To keep our tests fast and easily repeatable, it makes sense to create many integration tests and fewer full end-to-end tests. In this lesson, we’ll see how to stub out network requests to create repeatable integration tests by ensuring our application runs in a known state for our tests.
What if after someone click on the check of an item? isn't it will make the test invalid as the shape of the GET is different?

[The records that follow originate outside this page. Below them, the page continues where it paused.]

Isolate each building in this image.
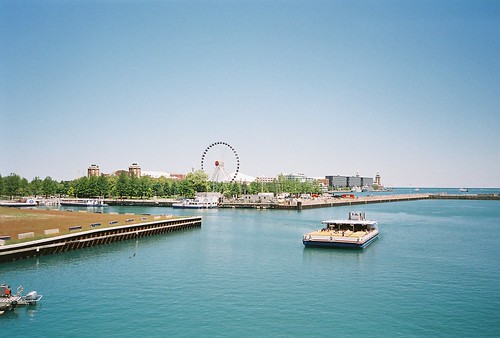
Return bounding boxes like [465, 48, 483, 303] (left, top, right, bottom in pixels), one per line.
[283, 174, 315, 183]
[325, 174, 373, 189]
[128, 163, 141, 177]
[87, 164, 101, 177]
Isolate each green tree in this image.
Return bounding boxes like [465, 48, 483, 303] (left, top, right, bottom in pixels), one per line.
[97, 175, 110, 197]
[3, 173, 21, 197]
[115, 172, 130, 198]
[42, 176, 57, 196]
[29, 176, 43, 196]
[184, 170, 210, 192]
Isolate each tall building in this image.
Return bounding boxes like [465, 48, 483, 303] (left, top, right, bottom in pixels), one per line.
[128, 163, 141, 177]
[87, 164, 101, 177]
[325, 174, 373, 189]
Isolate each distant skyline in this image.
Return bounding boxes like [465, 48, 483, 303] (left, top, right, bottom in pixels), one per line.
[0, 0, 500, 187]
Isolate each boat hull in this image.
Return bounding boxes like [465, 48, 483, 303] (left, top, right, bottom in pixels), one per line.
[172, 204, 217, 209]
[302, 234, 378, 249]
[60, 202, 108, 208]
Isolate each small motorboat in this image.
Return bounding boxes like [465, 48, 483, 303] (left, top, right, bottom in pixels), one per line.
[0, 284, 43, 312]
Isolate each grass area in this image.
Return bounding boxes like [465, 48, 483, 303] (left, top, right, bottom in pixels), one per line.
[0, 207, 172, 244]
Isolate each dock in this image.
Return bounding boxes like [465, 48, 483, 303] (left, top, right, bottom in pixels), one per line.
[0, 216, 202, 263]
[219, 194, 430, 210]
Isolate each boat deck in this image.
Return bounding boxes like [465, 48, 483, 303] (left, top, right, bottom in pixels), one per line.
[303, 229, 378, 248]
[308, 230, 369, 239]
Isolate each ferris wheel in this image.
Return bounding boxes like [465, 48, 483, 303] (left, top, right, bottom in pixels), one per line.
[201, 142, 240, 182]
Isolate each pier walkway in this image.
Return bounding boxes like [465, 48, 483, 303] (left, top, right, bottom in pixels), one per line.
[219, 194, 430, 210]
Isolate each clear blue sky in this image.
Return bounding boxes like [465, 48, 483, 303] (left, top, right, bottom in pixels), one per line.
[0, 0, 500, 187]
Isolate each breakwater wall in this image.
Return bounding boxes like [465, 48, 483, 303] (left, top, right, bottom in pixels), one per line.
[0, 217, 202, 263]
[104, 199, 178, 207]
[429, 194, 500, 201]
[219, 194, 429, 210]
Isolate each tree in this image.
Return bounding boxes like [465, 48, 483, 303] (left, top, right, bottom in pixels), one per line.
[115, 172, 130, 198]
[184, 170, 210, 192]
[3, 173, 21, 197]
[42, 176, 57, 196]
[29, 176, 43, 196]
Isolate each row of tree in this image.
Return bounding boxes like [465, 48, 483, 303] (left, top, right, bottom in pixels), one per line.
[0, 170, 321, 198]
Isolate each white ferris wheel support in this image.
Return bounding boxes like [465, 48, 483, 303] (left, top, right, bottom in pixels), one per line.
[201, 142, 240, 182]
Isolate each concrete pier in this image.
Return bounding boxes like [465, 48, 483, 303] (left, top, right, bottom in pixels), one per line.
[219, 194, 429, 210]
[0, 217, 202, 263]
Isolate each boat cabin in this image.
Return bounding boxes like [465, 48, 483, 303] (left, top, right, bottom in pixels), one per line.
[322, 211, 377, 232]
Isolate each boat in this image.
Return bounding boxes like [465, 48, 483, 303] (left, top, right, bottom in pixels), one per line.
[172, 193, 221, 209]
[59, 198, 108, 208]
[0, 198, 38, 208]
[302, 212, 378, 249]
[172, 198, 219, 209]
[0, 283, 43, 313]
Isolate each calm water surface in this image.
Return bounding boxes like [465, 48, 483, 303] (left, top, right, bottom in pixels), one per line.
[0, 200, 500, 337]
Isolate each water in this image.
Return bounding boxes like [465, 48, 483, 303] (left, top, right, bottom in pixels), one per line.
[0, 200, 500, 337]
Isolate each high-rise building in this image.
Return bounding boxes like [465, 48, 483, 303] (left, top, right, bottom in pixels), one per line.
[87, 164, 101, 177]
[128, 163, 141, 177]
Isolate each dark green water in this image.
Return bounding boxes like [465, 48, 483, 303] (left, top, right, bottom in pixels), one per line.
[0, 200, 500, 337]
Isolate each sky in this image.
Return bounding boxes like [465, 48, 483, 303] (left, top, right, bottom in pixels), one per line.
[0, 0, 500, 187]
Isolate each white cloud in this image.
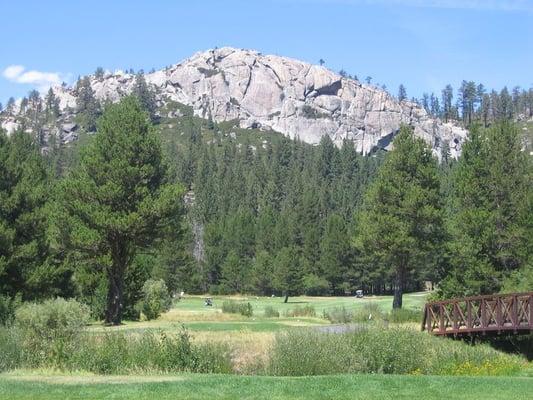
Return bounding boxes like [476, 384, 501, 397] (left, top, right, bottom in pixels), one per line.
[2, 65, 65, 91]
[288, 0, 533, 12]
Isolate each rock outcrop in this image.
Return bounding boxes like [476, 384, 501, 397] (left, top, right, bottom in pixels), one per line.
[0, 47, 467, 157]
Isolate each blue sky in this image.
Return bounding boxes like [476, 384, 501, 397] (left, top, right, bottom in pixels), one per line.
[0, 0, 533, 104]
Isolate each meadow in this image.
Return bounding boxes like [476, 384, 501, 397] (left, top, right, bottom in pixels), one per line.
[0, 371, 533, 400]
[0, 293, 533, 400]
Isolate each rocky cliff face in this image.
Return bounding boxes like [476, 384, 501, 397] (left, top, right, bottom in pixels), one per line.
[2, 47, 467, 156]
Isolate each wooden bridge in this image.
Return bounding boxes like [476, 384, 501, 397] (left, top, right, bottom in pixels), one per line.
[422, 292, 533, 336]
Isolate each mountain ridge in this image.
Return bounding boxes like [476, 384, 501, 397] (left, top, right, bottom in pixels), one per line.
[1, 47, 467, 157]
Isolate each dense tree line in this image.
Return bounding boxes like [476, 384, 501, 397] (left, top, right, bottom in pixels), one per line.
[397, 80, 533, 127]
[0, 73, 533, 312]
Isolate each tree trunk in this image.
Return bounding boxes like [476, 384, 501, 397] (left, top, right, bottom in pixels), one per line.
[105, 269, 124, 325]
[392, 267, 404, 309]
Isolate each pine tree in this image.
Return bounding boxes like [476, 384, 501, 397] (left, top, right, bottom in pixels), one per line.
[320, 214, 351, 294]
[76, 76, 100, 132]
[56, 97, 183, 324]
[0, 131, 70, 299]
[440, 122, 533, 297]
[398, 84, 407, 101]
[44, 88, 60, 122]
[356, 126, 443, 308]
[274, 247, 303, 303]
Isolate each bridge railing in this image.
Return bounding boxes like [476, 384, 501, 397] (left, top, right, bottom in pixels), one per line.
[422, 292, 533, 335]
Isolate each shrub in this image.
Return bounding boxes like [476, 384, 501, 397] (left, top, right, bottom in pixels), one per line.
[264, 306, 279, 318]
[384, 308, 423, 323]
[0, 326, 23, 372]
[69, 329, 231, 374]
[0, 296, 21, 325]
[138, 279, 172, 320]
[323, 306, 353, 324]
[323, 303, 385, 324]
[303, 274, 329, 296]
[15, 298, 90, 366]
[222, 300, 254, 317]
[15, 298, 90, 340]
[285, 304, 316, 317]
[267, 326, 525, 376]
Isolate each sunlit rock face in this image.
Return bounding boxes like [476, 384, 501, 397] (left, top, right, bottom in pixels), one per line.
[0, 47, 467, 157]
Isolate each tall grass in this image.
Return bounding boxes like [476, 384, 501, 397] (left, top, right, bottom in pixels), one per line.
[323, 303, 422, 324]
[266, 326, 525, 376]
[0, 327, 232, 374]
[222, 300, 254, 317]
[284, 304, 316, 317]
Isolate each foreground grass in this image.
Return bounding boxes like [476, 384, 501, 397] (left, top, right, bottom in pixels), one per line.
[0, 371, 533, 400]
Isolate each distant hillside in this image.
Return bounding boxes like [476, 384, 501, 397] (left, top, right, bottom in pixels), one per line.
[0, 48, 467, 156]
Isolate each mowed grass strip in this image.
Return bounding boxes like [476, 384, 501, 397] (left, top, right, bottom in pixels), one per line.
[0, 372, 533, 400]
[85, 292, 427, 332]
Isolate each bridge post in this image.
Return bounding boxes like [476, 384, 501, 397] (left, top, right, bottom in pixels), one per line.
[528, 293, 533, 329]
[479, 299, 487, 329]
[511, 295, 520, 333]
[439, 303, 446, 333]
[466, 300, 473, 329]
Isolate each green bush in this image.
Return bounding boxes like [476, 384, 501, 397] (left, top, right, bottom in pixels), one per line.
[0, 326, 232, 374]
[264, 306, 279, 318]
[323, 303, 387, 324]
[267, 326, 525, 376]
[69, 330, 232, 374]
[323, 306, 354, 324]
[15, 298, 90, 366]
[285, 304, 316, 317]
[303, 274, 330, 296]
[0, 296, 21, 325]
[0, 326, 24, 372]
[384, 308, 423, 323]
[138, 279, 172, 320]
[222, 300, 254, 317]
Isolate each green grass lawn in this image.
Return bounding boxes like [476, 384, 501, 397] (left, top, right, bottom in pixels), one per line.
[91, 293, 427, 332]
[0, 372, 533, 400]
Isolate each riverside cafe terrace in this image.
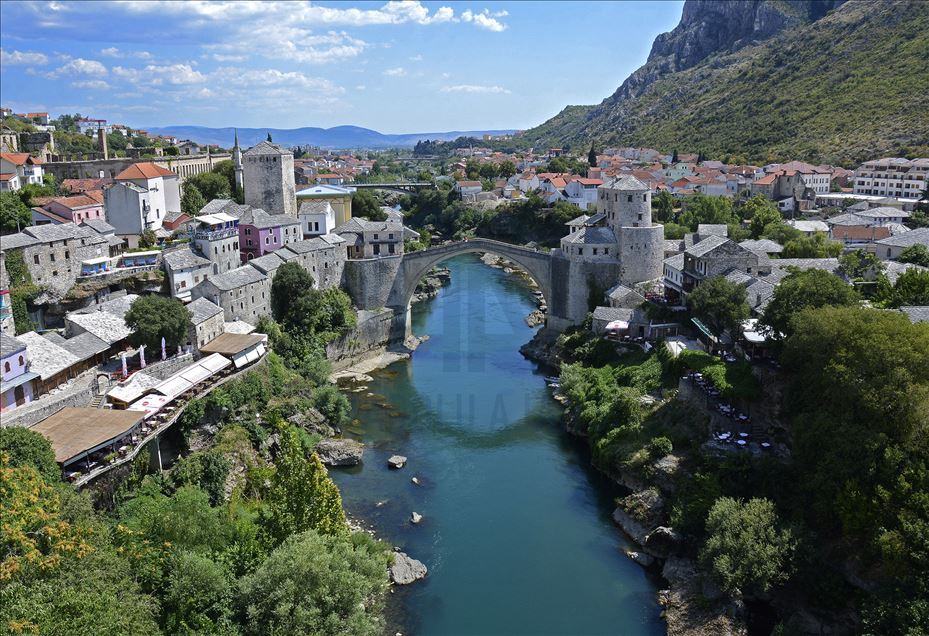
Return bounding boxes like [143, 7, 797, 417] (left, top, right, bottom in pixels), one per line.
[32, 354, 232, 481]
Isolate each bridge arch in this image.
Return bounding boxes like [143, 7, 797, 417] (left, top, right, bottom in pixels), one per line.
[388, 238, 552, 310]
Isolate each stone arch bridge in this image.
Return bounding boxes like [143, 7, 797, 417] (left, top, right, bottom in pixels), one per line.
[345, 238, 620, 340]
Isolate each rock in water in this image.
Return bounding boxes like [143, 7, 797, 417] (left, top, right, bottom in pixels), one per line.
[316, 439, 364, 466]
[388, 552, 428, 585]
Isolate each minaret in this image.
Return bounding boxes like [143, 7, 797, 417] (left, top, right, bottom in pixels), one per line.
[232, 130, 245, 191]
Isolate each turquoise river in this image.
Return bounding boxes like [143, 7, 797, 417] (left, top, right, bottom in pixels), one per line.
[331, 256, 665, 636]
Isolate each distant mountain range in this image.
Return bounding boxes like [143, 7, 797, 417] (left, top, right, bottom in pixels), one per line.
[514, 0, 929, 165]
[148, 126, 516, 149]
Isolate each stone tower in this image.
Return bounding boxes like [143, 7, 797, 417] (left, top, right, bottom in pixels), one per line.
[597, 175, 664, 285]
[242, 141, 297, 218]
[232, 130, 245, 192]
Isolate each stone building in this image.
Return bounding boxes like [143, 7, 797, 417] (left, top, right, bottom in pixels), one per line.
[187, 298, 226, 351]
[162, 245, 214, 302]
[242, 141, 297, 218]
[191, 265, 271, 325]
[3, 223, 110, 296]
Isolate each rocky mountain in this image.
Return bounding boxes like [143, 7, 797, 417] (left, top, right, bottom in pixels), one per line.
[522, 0, 929, 164]
[147, 126, 516, 149]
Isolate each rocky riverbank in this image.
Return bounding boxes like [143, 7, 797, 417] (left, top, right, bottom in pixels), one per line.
[520, 328, 748, 636]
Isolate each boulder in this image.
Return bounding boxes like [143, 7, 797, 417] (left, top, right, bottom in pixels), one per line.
[626, 550, 655, 568]
[316, 439, 364, 466]
[387, 551, 428, 585]
[645, 526, 681, 558]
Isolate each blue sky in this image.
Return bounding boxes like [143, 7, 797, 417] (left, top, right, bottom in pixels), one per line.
[0, 0, 682, 133]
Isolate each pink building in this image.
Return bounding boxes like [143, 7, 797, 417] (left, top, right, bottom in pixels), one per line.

What if after someone click on the check of an item? isn't it will make the test invalid as the shape of the GET is different?
I am not 100% myself but I think that the test is just checking the stubbed data, ergo when he added a new todo which also changed the shape of the overall data that test was handling, it still passed. Please correct if I am off at all though Andy or anyone else :)
Right. We make assertions based on the stubbed data. We want known, reliable data to make assertions on and we're taking the actual server and data store out of the equation. What we're testing is that our UI shows what we expect based on known data. If we wanted to test for a different set of data (some checked, some not, all checked, etc.) we would setup a test with that server response mocked, then verify that our UI reflected that as expected.
seems cy.server is deprecated
seems cy.server is deprecated
Yes it is! The cypress docs suggest using cy.intercept() instead. cy.server only intercepted XMLHttpRequests where cy.intercept "can intercept all types of network requests including Fetch API, page loads, XMLHttpRequests, resource loads, etc".